Di samping itu, Chairul menyampaikan bahwa secara penerapan hukum dalam melakukan eksekusi jaminan fidusia selama tidak adanya unsur kekerasan yang dilakukan maka tidak adanya tindakan yang melanggar pidana.
“Segala tindakan eksekusi jaminan fidusia tetap dapat dilakukan selama sesuai dengan putusan yang berlaku, di mana debitur mengakui tindakan wanprestasi yang dilakukan serta secara sukarela menyerahkan jaminan fidusianya, sehingga dalam praktiknya harus dilakukan secara persuasif dengan menghindari tindakan kekerasan ataupun ancaman kekerasan bahkan perbuatan intimidasi,” ucap pria kelulusan Program Doktoral Ilmu Hukum Universitas Indonesia.
Dalam industri pembiayaan pada tahun 2021 menunjukkan pemulihan berdasarkan terjadinya pertumbuhan positif pada piutang pembiayaan. Dilansir dari data Otoritas Jasa Keuangan (OJK) per Maret 2021 memperlihatkan adanya peningkatan tipis sebesar 0,25% secara month-to-month menjadi Rp 362,70 triliun.
Namun, kondisi pandemi Covid-19 yang masih tidak menentu juga mengakibatkan terjadinya peningkatan jumlah kredit macet khususnya untuk industri pembiayaan.
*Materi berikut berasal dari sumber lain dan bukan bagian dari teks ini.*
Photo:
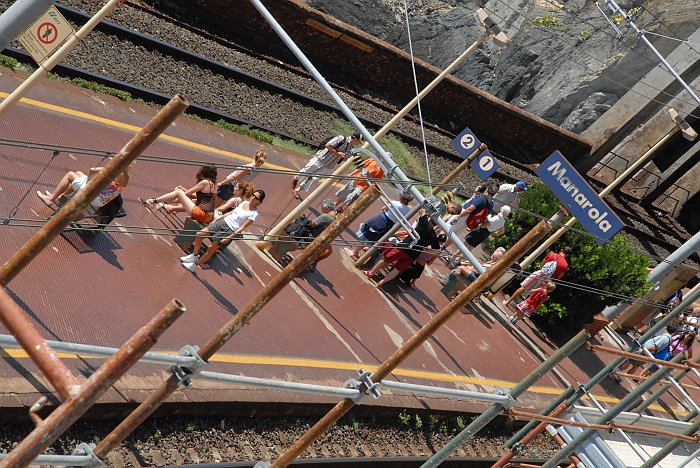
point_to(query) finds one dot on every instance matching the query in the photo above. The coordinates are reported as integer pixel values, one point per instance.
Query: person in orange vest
(367, 169)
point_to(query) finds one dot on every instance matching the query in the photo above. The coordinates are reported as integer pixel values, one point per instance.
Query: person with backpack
(329, 153)
(305, 231)
(679, 343)
(554, 266)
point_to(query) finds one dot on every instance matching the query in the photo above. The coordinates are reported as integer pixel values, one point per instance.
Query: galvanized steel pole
(475, 288)
(392, 167)
(618, 408)
(94, 186)
(496, 409)
(244, 315)
(17, 323)
(448, 178)
(48, 64)
(596, 379)
(70, 411)
(343, 168)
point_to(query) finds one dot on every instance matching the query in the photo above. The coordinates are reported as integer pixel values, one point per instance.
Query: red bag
(475, 218)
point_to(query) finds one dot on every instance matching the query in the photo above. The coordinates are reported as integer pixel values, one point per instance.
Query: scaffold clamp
(86, 450)
(364, 382)
(510, 402)
(184, 373)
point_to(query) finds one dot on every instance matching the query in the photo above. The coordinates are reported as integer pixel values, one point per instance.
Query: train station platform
(99, 288)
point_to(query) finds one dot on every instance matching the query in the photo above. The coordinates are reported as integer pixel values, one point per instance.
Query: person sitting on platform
(225, 188)
(180, 199)
(223, 231)
(316, 227)
(374, 228)
(74, 181)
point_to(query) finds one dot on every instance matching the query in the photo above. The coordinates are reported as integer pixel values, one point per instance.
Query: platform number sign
(465, 143)
(484, 165)
(47, 33)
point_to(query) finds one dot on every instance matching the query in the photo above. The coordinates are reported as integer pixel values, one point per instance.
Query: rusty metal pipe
(67, 413)
(94, 186)
(640, 357)
(244, 315)
(19, 324)
(529, 437)
(422, 335)
(609, 427)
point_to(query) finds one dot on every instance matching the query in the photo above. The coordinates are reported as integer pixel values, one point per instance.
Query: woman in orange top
(201, 208)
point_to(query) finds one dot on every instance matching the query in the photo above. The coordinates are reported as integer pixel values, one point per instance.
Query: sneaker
(191, 258)
(190, 266)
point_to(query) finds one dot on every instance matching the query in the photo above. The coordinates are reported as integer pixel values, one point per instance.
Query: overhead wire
(154, 231)
(415, 83)
(179, 161)
(547, 30)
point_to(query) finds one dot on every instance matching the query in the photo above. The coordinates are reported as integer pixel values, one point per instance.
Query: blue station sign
(578, 197)
(484, 165)
(465, 143)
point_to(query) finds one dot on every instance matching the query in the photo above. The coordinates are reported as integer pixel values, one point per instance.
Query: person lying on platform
(181, 199)
(74, 181)
(316, 227)
(225, 188)
(223, 231)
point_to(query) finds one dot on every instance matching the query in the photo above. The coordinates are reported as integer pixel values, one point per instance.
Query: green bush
(612, 267)
(8, 62)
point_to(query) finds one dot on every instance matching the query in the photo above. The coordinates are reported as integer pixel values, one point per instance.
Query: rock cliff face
(566, 64)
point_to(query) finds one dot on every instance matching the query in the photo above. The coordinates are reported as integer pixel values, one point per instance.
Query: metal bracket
(364, 381)
(84, 449)
(185, 373)
(510, 402)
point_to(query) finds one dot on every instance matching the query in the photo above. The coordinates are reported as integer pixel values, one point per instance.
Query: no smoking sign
(47, 33)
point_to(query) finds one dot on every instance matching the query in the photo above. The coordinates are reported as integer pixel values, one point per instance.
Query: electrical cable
(693, 104)
(178, 161)
(415, 83)
(144, 230)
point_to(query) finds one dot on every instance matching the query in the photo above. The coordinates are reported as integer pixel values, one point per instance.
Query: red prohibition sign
(46, 33)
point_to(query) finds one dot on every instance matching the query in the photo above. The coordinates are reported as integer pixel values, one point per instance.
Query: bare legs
(62, 188)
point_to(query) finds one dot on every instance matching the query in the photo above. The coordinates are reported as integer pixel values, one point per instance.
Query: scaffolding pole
(671, 446)
(393, 170)
(616, 409)
(70, 411)
(242, 318)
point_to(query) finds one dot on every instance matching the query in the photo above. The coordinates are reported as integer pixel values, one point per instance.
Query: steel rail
(230, 72)
(97, 384)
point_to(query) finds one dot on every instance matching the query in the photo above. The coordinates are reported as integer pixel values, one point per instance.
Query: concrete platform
(100, 288)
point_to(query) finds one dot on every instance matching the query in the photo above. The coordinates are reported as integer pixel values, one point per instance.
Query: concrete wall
(341, 51)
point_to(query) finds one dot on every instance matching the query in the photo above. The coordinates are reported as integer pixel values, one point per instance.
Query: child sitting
(533, 301)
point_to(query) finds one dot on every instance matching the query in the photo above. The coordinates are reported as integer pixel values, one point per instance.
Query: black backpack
(300, 230)
(323, 144)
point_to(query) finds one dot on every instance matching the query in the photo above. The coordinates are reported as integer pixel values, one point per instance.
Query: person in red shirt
(367, 169)
(533, 301)
(554, 266)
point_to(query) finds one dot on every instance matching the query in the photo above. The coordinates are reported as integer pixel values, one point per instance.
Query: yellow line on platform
(133, 128)
(341, 365)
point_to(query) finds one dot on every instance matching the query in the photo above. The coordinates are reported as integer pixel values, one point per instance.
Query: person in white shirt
(223, 231)
(492, 224)
(507, 193)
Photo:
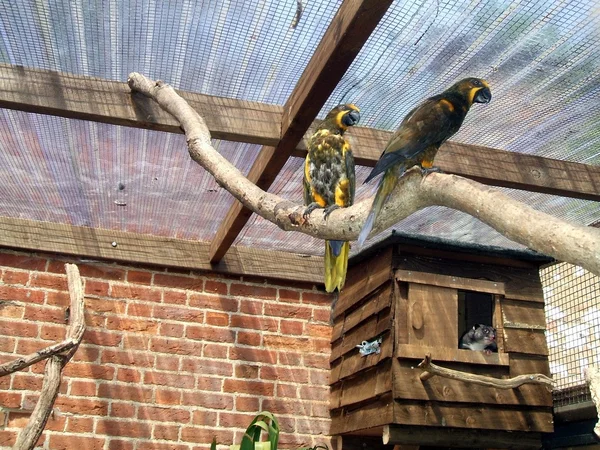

Tentunya, akan timbul dampak buruk terhadap Non-Performing Financing (NPF) perusahaan pembiayaan yang ada di Indonesia.
Hal ini senada dengan hasil perhitungan sebuah Biro Riset per Maret 2021 bahwa potensi kredit atau pembiayaan tidak tertagih mencapai Rp 484,39 triliun, di mana industri pembiyaan menyumbang sebesar Rp 53,60 triliun yang dihitung dari NPF dan ditambah dengan asumsi 20% dari pembiayaan yang direstrukturisasi sebesar Rp 198,27 triliun yang diperkirakan menjadi NPF.
Pada industri pembiayaan khususnya pembiayaan atas benda bergerak yang dapat didaftarkan sebagai jaminan fidusia, tentunya menjadi sebuah pekerjaan rumah besar yang perlu diselesaikan. Jaminan fidusia sendiri adalah hak jaminan atas benda bergerak sebagai jaminan atas pelunasan utang tertentu.
Eksekusi jaminan fidusia menjadi salah satu cara yang dapat dilakukan untuk meminimalisir besarnya pembiayaan tidak tertagih. Namun, tindakan tersebut saat ini menjadi kontroversi dan perdebatan di tengah masyarakat di Indonesia.
Terdapat pro dan kontra dalam pelaksanaan eksekusi jaminan fidusia di tengah masyarakat, terlebih di masa pandemi seperti saat ini serta ditambah lagi adanya pemahaman multitafsir terhadap Putusan Mahkamah Konstitusi (MK) Nomor 18/PUU-XVII/2019 terkait Pengujian Undang-Undang Nomor 42 Tahun 1999 tentang Jaminan Fidusia baik dari masyarakat, pelaku bisnis pembiayaan, maupun praktisi hukum.